Tip Top has replaced plastic bag tags with 100 per cent recyclable tags on the packaging of its bread in Victoria and New South Wales.
The sustainable bag tags are made from 100 per cent recycled cardboard and are available on shelves across VIC and NSW now. They originally launched in South Australia in November 2020 and are a part of Tip Top’s push to have all of its packaging made out of 100 per cent recyclable, reusable or compostable materials by 2025.
The move will eventually eliminate 400 million pieces of single-use plastic every year as the sustainable bag tags continue to roll out across Australia and New Zealand.
Graeme Cutler, Director of Sales and CSR Lead at Tip Top ANZ, said moving to more sustainable packaging is “simply the right thing to do”.
“We want to be proactive, rather than wait for our customers to ask us to address our waste. And, when it comes to working together as a nation to eliminate single-use plastics, we want to be part of the solution, rather than part of the problem.”
Cutler says that the sustainable bag tags were developed with rigorous testing and they promise no compromise on freshness or taste.

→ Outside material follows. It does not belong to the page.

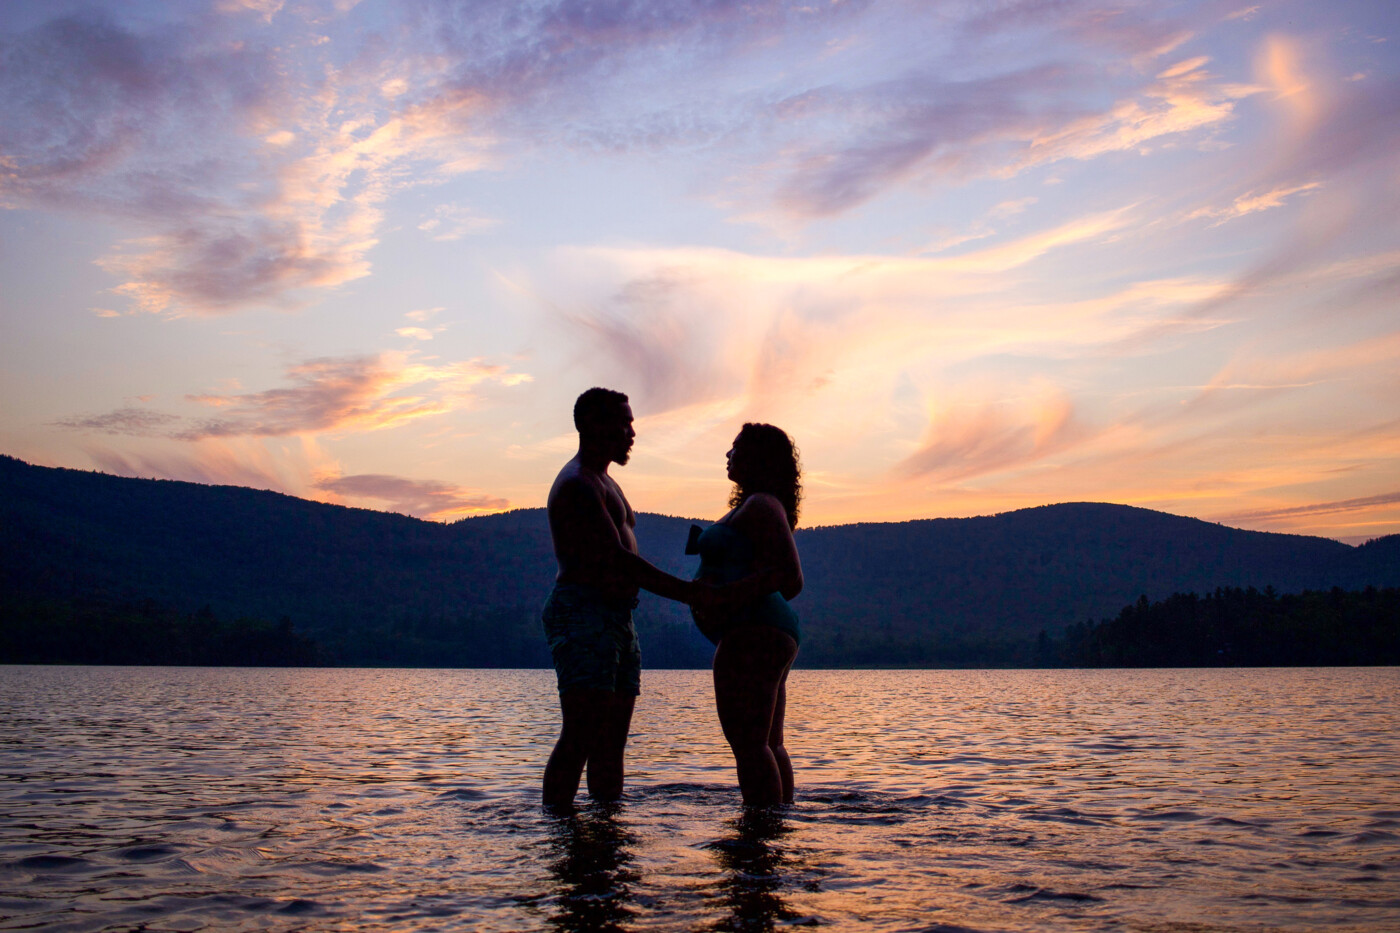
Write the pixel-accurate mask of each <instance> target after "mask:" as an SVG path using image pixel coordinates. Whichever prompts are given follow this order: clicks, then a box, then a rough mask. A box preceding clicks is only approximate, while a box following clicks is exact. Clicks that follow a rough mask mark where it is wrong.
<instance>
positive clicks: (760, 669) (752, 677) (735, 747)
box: [714, 625, 797, 807]
mask: <svg viewBox="0 0 1400 933" xmlns="http://www.w3.org/2000/svg"><path fill="white" fill-rule="evenodd" d="M795 656H797V642H794V640H792V637H791V636H788V635H787V633H784V632H778V630H777V629H774V628H770V626H766V625H756V626H745V628H739V629H735V630H732V632H729V633H728V635H725V636H724V639H722V640H721V642H720V647H718V649H715V653H714V699H715V709H717V710H718V713H720V726H721V727H722V728H724V737H725V740H728V742H729V748H731V749H732V751H734V762H735V768H736V770H738V775H739V790H742V792H743V803H745V804H749V806H755V807H767V806H771V804H777V803H783V801H784V786H783V770H781V768H780V765H778V759H777V756H776V755H774V752H773V748H770V747H769V734H770V731H771V728H773V716H774V712H776V710H777V703H778V692H780V689H781V686H783V677H784V674H785V672H787V668H788V667H790V665H791V664H792V658H794V657H795Z"/></svg>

“Customers can expect to be provided with the same Tip Top quality — freshly baked every day — that millions of Australians have enjoyed since the bakery began in 1958.”

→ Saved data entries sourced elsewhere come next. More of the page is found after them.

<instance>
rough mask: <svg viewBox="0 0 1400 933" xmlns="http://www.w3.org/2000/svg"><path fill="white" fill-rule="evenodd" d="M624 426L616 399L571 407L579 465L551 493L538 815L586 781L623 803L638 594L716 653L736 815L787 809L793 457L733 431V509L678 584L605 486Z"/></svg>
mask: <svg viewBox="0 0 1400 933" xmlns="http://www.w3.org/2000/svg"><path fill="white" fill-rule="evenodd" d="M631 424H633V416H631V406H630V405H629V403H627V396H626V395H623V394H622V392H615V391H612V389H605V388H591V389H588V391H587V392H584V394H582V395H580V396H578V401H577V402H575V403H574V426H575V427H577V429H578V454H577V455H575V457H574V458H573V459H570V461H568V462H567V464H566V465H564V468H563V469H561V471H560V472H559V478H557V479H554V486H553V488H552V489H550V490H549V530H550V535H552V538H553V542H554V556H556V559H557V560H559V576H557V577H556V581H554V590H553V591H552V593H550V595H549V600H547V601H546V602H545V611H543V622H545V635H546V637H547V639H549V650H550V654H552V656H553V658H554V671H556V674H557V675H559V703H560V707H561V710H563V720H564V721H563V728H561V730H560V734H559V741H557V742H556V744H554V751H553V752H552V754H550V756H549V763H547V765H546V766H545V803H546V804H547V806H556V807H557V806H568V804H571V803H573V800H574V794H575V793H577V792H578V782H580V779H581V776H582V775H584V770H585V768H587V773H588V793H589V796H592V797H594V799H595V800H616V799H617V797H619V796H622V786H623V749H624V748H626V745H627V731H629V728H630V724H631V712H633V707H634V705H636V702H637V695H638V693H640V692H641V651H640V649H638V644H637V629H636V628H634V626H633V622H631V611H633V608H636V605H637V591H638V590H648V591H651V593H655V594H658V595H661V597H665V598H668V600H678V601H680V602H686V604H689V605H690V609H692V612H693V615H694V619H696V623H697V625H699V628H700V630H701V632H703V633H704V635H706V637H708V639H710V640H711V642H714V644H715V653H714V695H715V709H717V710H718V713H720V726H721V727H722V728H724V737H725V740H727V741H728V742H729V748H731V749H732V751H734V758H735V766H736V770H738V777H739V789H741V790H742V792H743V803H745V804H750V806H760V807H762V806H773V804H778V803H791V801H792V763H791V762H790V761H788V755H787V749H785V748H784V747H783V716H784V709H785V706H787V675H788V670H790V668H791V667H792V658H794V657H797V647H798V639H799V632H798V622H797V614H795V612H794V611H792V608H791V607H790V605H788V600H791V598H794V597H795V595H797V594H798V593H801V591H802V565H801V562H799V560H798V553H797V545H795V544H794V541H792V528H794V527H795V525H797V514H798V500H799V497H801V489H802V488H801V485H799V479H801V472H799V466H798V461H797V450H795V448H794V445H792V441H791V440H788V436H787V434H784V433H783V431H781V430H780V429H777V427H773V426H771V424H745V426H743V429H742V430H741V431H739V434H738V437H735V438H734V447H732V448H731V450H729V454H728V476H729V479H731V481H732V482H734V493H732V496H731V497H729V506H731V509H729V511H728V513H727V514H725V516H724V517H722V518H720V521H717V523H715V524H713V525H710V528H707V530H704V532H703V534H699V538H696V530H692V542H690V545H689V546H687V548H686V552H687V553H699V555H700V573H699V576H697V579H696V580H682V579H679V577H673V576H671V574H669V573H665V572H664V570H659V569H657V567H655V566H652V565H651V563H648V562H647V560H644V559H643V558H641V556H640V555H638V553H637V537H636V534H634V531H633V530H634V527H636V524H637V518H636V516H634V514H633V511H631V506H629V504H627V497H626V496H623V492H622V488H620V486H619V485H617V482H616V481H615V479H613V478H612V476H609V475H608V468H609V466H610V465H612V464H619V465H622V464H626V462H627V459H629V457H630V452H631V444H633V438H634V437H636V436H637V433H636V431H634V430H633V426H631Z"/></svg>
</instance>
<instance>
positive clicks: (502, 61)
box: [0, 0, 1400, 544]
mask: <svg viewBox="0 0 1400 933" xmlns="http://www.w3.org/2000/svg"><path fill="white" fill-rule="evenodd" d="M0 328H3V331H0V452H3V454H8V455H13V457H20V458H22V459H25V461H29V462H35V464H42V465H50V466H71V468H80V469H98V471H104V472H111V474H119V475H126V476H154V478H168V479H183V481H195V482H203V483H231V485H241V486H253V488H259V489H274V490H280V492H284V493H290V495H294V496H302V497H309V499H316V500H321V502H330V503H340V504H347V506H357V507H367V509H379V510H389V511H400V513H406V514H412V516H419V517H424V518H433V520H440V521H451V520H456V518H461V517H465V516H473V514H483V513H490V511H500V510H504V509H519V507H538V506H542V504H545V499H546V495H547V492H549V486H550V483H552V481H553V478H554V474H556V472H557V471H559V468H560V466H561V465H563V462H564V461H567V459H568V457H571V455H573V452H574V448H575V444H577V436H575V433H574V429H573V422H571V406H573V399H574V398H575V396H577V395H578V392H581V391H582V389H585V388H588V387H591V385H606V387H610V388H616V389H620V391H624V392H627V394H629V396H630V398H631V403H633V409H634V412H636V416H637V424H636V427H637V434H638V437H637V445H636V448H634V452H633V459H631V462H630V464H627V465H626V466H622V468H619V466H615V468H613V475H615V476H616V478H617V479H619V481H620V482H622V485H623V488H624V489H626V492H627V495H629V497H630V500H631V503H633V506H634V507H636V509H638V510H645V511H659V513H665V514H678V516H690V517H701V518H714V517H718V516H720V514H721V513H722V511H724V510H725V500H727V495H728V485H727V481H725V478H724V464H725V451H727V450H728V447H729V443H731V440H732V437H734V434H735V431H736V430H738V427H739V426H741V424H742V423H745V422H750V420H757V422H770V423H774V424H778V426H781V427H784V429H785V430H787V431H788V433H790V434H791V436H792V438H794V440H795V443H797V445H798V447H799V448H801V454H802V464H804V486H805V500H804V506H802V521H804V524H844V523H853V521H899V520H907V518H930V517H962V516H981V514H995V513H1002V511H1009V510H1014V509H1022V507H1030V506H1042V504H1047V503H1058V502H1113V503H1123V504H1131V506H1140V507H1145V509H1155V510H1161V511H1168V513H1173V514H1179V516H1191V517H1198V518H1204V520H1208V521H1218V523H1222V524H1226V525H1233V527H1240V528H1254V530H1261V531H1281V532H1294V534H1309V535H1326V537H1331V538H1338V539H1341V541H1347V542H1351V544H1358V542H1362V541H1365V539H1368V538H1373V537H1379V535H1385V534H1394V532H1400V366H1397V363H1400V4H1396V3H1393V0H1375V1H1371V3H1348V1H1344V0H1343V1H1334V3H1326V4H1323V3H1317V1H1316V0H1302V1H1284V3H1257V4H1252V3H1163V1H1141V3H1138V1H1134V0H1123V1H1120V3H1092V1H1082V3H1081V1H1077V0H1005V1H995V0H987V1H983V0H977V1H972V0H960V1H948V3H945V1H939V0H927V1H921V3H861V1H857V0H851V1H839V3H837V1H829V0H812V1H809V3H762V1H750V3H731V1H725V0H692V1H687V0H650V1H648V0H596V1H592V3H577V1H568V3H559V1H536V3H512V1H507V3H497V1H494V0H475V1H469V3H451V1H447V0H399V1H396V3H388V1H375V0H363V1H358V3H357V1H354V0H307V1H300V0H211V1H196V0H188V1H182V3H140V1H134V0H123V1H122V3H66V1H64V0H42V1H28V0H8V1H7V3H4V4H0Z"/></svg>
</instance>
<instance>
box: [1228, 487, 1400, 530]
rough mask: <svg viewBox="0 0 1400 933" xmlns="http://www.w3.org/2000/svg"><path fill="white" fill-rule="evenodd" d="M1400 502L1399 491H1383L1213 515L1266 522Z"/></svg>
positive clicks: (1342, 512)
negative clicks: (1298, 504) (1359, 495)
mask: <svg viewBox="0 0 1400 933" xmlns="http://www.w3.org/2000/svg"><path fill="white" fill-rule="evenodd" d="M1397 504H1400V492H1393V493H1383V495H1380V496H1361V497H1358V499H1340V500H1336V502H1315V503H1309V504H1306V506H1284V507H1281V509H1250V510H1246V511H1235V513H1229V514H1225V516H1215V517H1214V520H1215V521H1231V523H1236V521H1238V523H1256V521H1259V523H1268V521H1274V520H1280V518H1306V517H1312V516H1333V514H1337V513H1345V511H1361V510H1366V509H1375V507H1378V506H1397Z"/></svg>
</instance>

Following on from its debut in South Australia, the initiative will remove almost 100 million tags across the three states, potentially removing 35 tonnes of plastic tags from entering waste streams.
Tip Top encourages consumers to recycle their cardboard tags in kerbside recycling bins by tucking the tag securely inside other paper or cardboard products, such as an envelope or paper bag, giving them the best chance of being recycled into a new product rather than being sent to landfill.

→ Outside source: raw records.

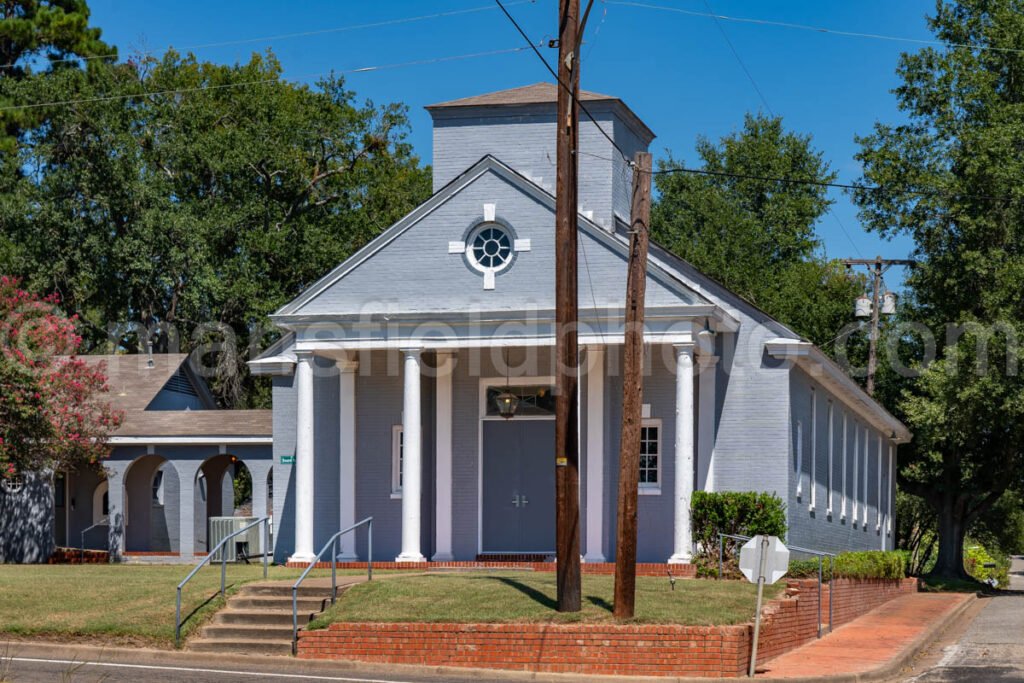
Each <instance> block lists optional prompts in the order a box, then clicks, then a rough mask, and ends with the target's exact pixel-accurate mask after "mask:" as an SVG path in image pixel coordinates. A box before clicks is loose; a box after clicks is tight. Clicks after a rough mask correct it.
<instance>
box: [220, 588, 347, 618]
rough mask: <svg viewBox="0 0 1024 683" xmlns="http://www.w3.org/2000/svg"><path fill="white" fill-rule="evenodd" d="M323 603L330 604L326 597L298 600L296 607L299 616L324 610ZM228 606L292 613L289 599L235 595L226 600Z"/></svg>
mask: <svg viewBox="0 0 1024 683" xmlns="http://www.w3.org/2000/svg"><path fill="white" fill-rule="evenodd" d="M338 594H339V595H341V592H340V591H339V593H338ZM325 601H326V603H327V604H328V605H330V604H331V600H330V598H329V597H328V596H327V595H325V596H323V597H315V598H299V599H298V601H297V602H296V606H298V608H299V613H300V614H301V613H302V612H318V611H321V610H322V609H323V608H324V605H325ZM228 605H230V606H231V607H238V608H239V609H259V610H265V611H287V612H288V613H289V614H291V613H292V598H291V597H287V598H286V597H276V596H248V595H236V596H232V597H231V598H230V599H229V600H228Z"/></svg>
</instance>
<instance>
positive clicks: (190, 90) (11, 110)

According to figures from the Department of Agriculture, Water and the Environment, Australians consume roughly 3.5 million tonnes of plastics annually and Australian households are the largest contributors to this waste.
“Small pieces of plastic such as bread tags are problematic in recycling and waste streams,” adds Rebecca Gilling, Deputy CEO of Planet Ark.
“For this reason, Planet Ark is pleased to see Tip Top designing out waste by replacing plastic bread tags with a circular solution made from 100 per cent recycled cardboard. When recycled correctly, the cardboard will be used again, closing the recycling loop and keeping resources in use.”
The Australian government has plans to phase out “problematic and unnecessary plastics” by 2025, the Victorian Government has committed to ban certain single-use plastic items by February 2023, while the NSW Government has plans in place to phase out these plastics from next year.
On top of the Australia-wide rollout of the cardboard tags planned to take place over the next two years, the sustainable bread tags are just the first of a series of packaging innovations under the company’s ‘Feeding Aussie families more sustainably’ vision, including addressing recycling confusion by updating packaging with the Australasian Recycling Label.
“It’s part of the bigger picture for us,” says Cutler. “Our goal is that by 2025, all Tip Top packaging will be 100 per cent recyclable, reusable, or compostable, to help us close the loop on waste.